In the United Kingdom, UK, the statistics make for an uncomfortable digest. Online surveys reveal that one in four women (one man in six) in the UK will suffer from domestic violence at some point in their lives. Also in the UK, a current or former male partner kills two women every week. For those still in doubt as to what constitutes domestic violence, the Wiki describes domestic violence as a pattern of behaviour which involves the abuse by one partner against another in an intimate relationship such as marriage, cohabitation, dating or within the family. Domestic violence can take many forms, including physical aggression or assault (hitting, kicking, biting, shoving, restraining, slapping, throwing objects, battery) or threats thereof, sexual abuse, emotional abuse, controlling or domineering, intimidation, stalking, passive or covert abuse and economic deprivation.
Laws on domestic violence vary by country. Domestic violence can be aggravated by a lifestyle of alcohol and smoking. Domestic violence is illegal in the West yet many developing countries have different attitudes to it. For instance, in 2010 the United Arab Emirates’ Supreme Court ruled that a man has the right to physically discipline his wife and children as long as he doesn’t leave physical marks. Views on domestic violence also vary. According to a UNICEF survey, the percentage of women aged 15–49 who think that a husband is justified in hitting or beating his wife under certain circumstances is, for example, 90 per cent in Jordan, 85.6 per cent in Guinea, 85.4 per cent in Zambia, and 85 per cent in Sierra Leone.

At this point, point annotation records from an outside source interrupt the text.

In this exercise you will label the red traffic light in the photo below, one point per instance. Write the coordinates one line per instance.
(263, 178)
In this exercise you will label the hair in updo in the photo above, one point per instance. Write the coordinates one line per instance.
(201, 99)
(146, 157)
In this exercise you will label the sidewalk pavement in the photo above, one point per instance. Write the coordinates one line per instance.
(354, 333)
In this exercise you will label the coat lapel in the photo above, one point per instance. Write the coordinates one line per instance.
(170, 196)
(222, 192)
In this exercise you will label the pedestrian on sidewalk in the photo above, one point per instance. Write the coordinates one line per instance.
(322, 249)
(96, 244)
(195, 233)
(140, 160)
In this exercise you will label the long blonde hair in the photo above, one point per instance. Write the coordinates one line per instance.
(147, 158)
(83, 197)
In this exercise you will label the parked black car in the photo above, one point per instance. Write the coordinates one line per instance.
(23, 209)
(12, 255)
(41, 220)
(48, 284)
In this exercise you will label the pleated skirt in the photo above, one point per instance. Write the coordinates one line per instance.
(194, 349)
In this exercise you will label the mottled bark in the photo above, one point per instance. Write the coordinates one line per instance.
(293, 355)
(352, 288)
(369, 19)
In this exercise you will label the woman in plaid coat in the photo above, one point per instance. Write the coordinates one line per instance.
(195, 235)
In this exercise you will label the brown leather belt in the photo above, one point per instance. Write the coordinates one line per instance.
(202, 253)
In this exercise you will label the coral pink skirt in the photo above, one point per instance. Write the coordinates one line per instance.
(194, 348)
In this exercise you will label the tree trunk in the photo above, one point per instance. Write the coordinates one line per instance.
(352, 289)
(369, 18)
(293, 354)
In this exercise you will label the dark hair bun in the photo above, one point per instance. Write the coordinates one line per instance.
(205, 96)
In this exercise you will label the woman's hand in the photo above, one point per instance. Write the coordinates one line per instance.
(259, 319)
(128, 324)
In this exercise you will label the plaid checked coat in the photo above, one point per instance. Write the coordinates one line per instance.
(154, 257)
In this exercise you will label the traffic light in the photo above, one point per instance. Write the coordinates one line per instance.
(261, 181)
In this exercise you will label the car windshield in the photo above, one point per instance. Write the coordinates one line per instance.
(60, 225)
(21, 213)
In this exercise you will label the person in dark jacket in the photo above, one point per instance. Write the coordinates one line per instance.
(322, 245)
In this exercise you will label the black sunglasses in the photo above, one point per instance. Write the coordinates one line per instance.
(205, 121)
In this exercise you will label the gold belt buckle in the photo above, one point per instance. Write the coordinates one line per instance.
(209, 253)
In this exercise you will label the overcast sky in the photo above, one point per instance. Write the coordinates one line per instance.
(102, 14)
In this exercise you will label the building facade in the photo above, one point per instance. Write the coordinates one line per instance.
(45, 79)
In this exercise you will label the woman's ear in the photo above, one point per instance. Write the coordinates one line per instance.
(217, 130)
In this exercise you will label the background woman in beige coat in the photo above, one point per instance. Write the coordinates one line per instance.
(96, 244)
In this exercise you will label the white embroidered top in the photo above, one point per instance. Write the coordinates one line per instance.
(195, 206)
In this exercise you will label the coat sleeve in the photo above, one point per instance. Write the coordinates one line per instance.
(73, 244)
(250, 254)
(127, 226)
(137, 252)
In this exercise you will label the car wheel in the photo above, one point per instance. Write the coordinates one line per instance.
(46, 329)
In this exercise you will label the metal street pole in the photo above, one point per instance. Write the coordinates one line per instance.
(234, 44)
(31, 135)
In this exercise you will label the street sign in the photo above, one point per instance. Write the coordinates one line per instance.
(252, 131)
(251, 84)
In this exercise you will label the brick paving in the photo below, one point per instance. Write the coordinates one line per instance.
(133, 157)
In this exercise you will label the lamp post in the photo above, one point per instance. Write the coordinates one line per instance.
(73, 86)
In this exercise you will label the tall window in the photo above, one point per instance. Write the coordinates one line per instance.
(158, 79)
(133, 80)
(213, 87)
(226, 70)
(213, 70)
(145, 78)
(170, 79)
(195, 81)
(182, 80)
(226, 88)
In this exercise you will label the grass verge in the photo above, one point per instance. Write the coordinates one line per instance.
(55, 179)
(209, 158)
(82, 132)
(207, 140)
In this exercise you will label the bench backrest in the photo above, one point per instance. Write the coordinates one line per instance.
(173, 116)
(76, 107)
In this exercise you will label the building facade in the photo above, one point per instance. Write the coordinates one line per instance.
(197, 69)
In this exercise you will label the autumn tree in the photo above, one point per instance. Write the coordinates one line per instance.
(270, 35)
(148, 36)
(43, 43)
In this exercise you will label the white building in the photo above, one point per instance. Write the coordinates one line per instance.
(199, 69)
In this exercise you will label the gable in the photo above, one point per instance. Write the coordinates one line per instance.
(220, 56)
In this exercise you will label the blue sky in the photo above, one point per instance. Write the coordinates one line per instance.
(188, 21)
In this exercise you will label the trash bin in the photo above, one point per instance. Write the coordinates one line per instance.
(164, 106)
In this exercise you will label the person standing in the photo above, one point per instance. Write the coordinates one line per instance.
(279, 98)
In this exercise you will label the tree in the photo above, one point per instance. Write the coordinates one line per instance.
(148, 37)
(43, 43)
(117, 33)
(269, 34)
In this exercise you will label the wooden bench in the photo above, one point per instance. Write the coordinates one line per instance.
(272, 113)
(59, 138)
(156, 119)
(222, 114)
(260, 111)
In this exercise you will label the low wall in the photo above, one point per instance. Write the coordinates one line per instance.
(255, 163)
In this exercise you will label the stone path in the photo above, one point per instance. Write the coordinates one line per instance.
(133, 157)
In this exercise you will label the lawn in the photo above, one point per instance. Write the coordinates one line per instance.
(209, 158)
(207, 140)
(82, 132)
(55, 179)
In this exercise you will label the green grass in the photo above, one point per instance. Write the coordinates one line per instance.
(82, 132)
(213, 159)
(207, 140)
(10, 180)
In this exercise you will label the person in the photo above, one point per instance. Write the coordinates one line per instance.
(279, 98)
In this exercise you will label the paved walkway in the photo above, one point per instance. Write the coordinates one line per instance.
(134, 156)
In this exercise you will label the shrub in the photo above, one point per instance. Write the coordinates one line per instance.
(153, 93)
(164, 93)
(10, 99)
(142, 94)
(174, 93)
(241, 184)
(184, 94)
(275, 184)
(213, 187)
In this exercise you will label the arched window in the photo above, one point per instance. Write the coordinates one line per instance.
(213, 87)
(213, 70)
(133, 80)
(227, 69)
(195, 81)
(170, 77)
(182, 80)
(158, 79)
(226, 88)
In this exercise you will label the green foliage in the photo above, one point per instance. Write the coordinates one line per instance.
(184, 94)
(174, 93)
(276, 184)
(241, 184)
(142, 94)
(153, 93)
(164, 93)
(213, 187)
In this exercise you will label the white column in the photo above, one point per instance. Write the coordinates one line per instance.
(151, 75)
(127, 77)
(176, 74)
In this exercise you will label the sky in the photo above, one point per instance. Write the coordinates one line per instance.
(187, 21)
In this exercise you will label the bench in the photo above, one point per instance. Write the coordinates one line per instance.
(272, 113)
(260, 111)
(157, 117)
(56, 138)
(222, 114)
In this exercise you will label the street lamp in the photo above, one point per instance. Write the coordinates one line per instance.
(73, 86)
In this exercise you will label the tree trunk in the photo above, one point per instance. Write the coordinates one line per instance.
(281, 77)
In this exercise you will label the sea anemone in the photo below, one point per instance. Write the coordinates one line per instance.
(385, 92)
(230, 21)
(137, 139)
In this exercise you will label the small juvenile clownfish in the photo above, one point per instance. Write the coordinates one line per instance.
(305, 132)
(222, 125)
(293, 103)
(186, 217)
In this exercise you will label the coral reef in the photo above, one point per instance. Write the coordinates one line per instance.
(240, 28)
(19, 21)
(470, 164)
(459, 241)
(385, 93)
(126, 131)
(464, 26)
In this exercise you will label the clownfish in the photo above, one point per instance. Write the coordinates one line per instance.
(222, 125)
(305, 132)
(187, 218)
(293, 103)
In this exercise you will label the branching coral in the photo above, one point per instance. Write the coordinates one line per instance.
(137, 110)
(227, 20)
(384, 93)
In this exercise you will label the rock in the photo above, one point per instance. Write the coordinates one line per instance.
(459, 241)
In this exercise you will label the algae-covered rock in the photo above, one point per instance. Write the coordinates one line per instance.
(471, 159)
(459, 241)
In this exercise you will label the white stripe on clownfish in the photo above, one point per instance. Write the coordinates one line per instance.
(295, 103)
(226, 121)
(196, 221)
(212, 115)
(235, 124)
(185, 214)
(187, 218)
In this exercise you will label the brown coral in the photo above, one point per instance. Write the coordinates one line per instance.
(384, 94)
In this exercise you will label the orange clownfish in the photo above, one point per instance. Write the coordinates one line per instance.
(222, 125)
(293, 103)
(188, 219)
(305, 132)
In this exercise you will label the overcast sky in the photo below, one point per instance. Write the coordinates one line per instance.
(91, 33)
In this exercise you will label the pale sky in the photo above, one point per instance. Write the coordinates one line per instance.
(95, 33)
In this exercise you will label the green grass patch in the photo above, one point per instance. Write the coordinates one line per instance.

The question though is, why do women remain in abusive relationships? Aside from sensational headlines, domestic abuse is more rampant and perhaps under-reported than any other crime in Nigeria. Unsympathetic policing and mixed societal messages, which blame the woman for her misfortune, make it hard for a woman to seek help. Tinuke (not real name) stayed in her abusive marriage for five years till she decided she had had enough. Asking her why she stayed for so long, she said she lacked the strength to walk away. While the marriage lasted, she admitted that she believed the foul names her husband called her. When she was called ‘stupid’ and ‘idiot’, she accepted it.
Anita also spoke candidly about why she remained with her abusive husband for 11 years. She said when she married him, she signed a life contract and life to her meant life. Even though he started to hit her whilst she was pregnant, she felt prayers and counselling would sort things out. Change in his character was always short-lived. It did not seem God was ready to sort her husband out, she left after a night of beating in her 11th year.
The tragedy of women who stay is revealed in the stories of artiste Rihanna and Chris Brown, in the untimely death of Whitney Houston and many others. Unfortunately, mothers, sisters, friends and families all stand by and watch. Often times, there is nothing they can do. They support by giving money, offering prayers and anything else that is required.
Abused women need to see that they are not the ones alone at fault. Love does not have to hurt or be this cruel. An abusive man is very much unlikely to change. Anita endured horrors but she eventually left her home with a suitcase and her life. Others are not so lucky. Abused women are not spineless females, but victims of their love, passion, and (mis)judgements. The courageous few who leave, we applaud. We wait for those who remain in meaningless violent relationships sympathetically. They need to be reminded daily of our commitment to walk the last miles to safety with them.